Obama on Trump victory: We are now all rooting for his success
Published: 2016-11-10 02:46:57.0 BdST Updated: 2016-11-10 02:47:26.0 BdST
US President Barack Obama has pledged to work for a smooth transition of power with president-elect Donald Trump, the Republican winner of Tuesday's election, who has promised to undo Obama's top domestic and foreign policy initiatives.
In brief remarks to reporters in the White House Rose Garden on Wednesday, Obama urged fellow Democrats to put aside their disappointment and tried to strike a positive tone after a devastating electoral defeat.
"It is no secret that the president-elect and I have some pretty significant differences," Obama said with a smile about Trump, who had long questioned whether Obama had been born in the United States and his eligibility for office.
"We are now all rooting for his success in uniting and leading the country," Obama said.
Obama and his wife, Michelle, campaigned hard for Democrat candidate Hillary Clinton to defeat Trump, acknowledging that the president's legacy on healthcare, climate change and financial reforms were on the line.
But Obama kept his remarks on Wednesday focused on ensuring a successful transition for Trump, noting that his Republican predecessor, former President George W. Bush, had done the same for him eight years ago.
US President Barack Obama and Vice President Joe Biden (L) turn away from the lectern after Obama spoke about the election results that saw Donald Trump become President-elect from the Rose Garden of the White House in Washington, Nov 9, 2016. Reuters
"I want to make sure that handoff is well executed because ultimately we're all on the same team," Obama said.
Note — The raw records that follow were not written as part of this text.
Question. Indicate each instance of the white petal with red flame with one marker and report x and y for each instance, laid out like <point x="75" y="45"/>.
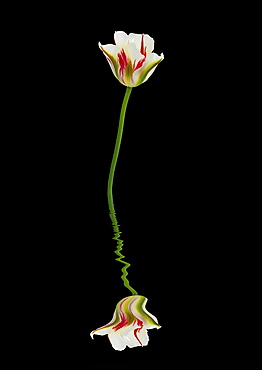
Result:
<point x="131" y="58"/>
<point x="129" y="324"/>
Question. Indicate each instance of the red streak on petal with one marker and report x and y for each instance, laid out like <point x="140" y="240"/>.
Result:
<point x="139" y="64"/>
<point x="143" y="48"/>
<point x="123" y="321"/>
<point x="123" y="60"/>
<point x="140" y="323"/>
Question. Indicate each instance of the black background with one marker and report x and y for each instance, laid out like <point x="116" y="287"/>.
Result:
<point x="182" y="189"/>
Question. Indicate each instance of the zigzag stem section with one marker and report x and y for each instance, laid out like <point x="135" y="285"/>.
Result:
<point x="110" y="193"/>
<point x="119" y="246"/>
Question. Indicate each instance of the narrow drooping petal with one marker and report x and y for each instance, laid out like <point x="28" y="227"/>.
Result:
<point x="117" y="341"/>
<point x="131" y="58"/>
<point x="129" y="324"/>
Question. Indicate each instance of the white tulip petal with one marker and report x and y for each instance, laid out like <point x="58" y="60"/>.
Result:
<point x="143" y="336"/>
<point x="131" y="341"/>
<point x="132" y="52"/>
<point x="120" y="38"/>
<point x="149" y="43"/>
<point x="117" y="342"/>
<point x="110" y="49"/>
<point x="136" y="39"/>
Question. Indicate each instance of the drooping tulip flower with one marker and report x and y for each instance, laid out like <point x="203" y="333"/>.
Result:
<point x="131" y="58"/>
<point x="129" y="324"/>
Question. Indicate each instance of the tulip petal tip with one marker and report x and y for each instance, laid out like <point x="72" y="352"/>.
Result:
<point x="131" y="58"/>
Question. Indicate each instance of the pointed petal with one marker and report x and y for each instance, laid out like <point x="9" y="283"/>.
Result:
<point x="117" y="342"/>
<point x="142" y="74"/>
<point x="143" y="336"/>
<point x="132" y="52"/>
<point x="138" y="309"/>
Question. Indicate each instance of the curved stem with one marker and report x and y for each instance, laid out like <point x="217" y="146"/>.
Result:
<point x="110" y="193"/>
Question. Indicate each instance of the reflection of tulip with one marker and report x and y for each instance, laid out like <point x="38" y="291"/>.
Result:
<point x="129" y="324"/>
<point x="131" y="59"/>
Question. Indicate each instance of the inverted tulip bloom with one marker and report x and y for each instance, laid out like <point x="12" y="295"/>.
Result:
<point x="129" y="324"/>
<point x="131" y="58"/>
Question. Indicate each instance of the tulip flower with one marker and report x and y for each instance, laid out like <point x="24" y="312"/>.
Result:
<point x="131" y="58"/>
<point x="129" y="324"/>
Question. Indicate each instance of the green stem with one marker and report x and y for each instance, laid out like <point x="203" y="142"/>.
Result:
<point x="116" y="150"/>
<point x="110" y="192"/>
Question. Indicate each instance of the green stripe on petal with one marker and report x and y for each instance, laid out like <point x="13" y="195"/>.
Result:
<point x="139" y="306"/>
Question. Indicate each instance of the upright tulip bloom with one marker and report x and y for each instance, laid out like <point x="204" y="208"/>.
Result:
<point x="131" y="58"/>
<point x="132" y="62"/>
<point x="129" y="324"/>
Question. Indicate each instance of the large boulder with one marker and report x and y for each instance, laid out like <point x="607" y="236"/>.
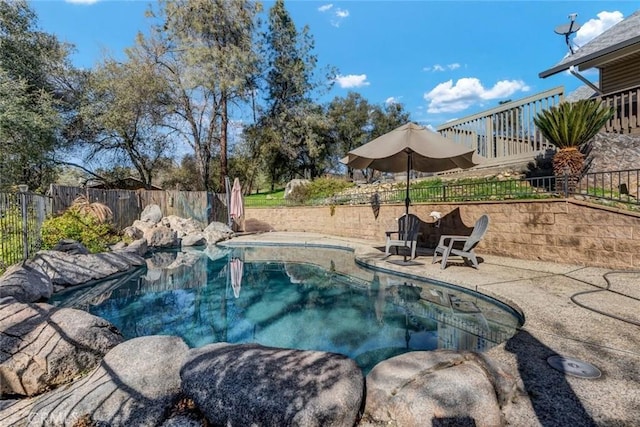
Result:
<point x="248" y="384"/>
<point x="69" y="270"/>
<point x="136" y="384"/>
<point x="151" y="214"/>
<point x="440" y="387"/>
<point x="217" y="232"/>
<point x="161" y="237"/>
<point x="25" y="283"/>
<point x="71" y="246"/>
<point x="138" y="246"/>
<point x="292" y="185"/>
<point x="193" y="240"/>
<point x="43" y="346"/>
<point x="182" y="226"/>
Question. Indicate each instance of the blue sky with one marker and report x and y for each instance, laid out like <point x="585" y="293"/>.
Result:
<point x="441" y="59"/>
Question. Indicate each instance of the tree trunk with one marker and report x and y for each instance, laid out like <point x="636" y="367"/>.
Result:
<point x="224" y="169"/>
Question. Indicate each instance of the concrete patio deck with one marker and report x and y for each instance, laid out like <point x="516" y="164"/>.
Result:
<point x="554" y="325"/>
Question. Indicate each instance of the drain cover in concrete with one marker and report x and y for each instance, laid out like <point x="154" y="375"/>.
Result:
<point x="573" y="367"/>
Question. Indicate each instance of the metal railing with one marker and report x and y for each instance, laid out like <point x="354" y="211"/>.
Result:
<point x="626" y="106"/>
<point x="598" y="187"/>
<point x="21" y="218"/>
<point x="506" y="131"/>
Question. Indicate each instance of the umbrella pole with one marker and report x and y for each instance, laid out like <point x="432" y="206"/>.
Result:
<point x="407" y="200"/>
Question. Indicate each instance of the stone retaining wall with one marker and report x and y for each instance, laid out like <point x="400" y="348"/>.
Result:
<point x="567" y="231"/>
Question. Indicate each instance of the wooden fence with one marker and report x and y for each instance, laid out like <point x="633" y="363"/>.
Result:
<point x="127" y="205"/>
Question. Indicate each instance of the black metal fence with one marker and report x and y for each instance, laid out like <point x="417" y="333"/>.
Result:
<point x="619" y="187"/>
<point x="22" y="213"/>
<point x="21" y="218"/>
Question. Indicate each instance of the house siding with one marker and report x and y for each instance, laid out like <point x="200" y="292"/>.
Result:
<point x="621" y="75"/>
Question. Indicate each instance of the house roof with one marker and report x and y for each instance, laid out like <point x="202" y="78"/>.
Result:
<point x="619" y="40"/>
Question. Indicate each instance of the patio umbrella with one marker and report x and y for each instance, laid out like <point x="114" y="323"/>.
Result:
<point x="411" y="147"/>
<point x="237" y="270"/>
<point x="236" y="208"/>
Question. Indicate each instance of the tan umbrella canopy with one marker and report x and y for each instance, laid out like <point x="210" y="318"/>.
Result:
<point x="411" y="147"/>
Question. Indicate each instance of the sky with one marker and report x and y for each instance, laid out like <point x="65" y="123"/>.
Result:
<point x="442" y="60"/>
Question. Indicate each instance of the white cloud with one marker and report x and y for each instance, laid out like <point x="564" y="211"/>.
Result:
<point x="338" y="16"/>
<point x="595" y="27"/>
<point x="438" y="67"/>
<point x="392" y="100"/>
<point x="342" y="13"/>
<point x="449" y="98"/>
<point x="352" y="80"/>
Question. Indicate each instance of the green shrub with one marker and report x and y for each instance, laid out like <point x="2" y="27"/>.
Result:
<point x="81" y="226"/>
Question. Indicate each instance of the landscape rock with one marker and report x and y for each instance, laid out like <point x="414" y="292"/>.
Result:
<point x="193" y="240"/>
<point x="294" y="183"/>
<point x="43" y="346"/>
<point x="136" y="384"/>
<point x="141" y="226"/>
<point x="133" y="233"/>
<point x="25" y="283"/>
<point x="217" y="232"/>
<point x="71" y="246"/>
<point x="161" y="237"/>
<point x="437" y="387"/>
<point x="139" y="247"/>
<point x="182" y="226"/>
<point x="151" y="214"/>
<point x="69" y="270"/>
<point x="248" y="384"/>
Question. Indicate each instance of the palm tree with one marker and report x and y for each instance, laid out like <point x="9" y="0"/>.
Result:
<point x="569" y="126"/>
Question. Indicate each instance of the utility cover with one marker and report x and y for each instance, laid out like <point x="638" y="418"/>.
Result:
<point x="573" y="367"/>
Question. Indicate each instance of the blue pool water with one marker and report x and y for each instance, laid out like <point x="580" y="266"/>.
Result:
<point x="293" y="297"/>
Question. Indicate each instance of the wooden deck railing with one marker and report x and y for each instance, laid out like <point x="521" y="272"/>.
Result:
<point x="505" y="131"/>
<point x="625" y="103"/>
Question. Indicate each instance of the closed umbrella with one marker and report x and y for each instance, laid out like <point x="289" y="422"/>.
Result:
<point x="411" y="147"/>
<point x="237" y="270"/>
<point x="236" y="208"/>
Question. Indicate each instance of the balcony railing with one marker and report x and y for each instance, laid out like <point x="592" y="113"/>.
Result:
<point x="616" y="188"/>
<point x="507" y="131"/>
<point x="625" y="104"/>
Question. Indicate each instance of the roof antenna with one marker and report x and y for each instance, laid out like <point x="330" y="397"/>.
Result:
<point x="567" y="29"/>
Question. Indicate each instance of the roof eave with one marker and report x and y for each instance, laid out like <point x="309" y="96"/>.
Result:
<point x="587" y="58"/>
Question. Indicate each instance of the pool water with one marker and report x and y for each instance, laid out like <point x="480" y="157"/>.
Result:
<point x="327" y="303"/>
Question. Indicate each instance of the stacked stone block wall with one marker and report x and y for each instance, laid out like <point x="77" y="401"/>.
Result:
<point x="564" y="231"/>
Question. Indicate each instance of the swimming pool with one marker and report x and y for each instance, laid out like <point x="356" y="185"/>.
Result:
<point x="294" y="297"/>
President Obama also hoped the US tradition of people in power not using the criminal justice system against their opponents would continue, the White House said on Wednesday when asked about Trump's pledge to jail Hillary Clinton.
"We've got a long tradition in this country of ... people in power not using the criminal justice system to exact political revenge. ... The president is hopeful that it will continue," White House spokesman Josh Earnest told a news briefing.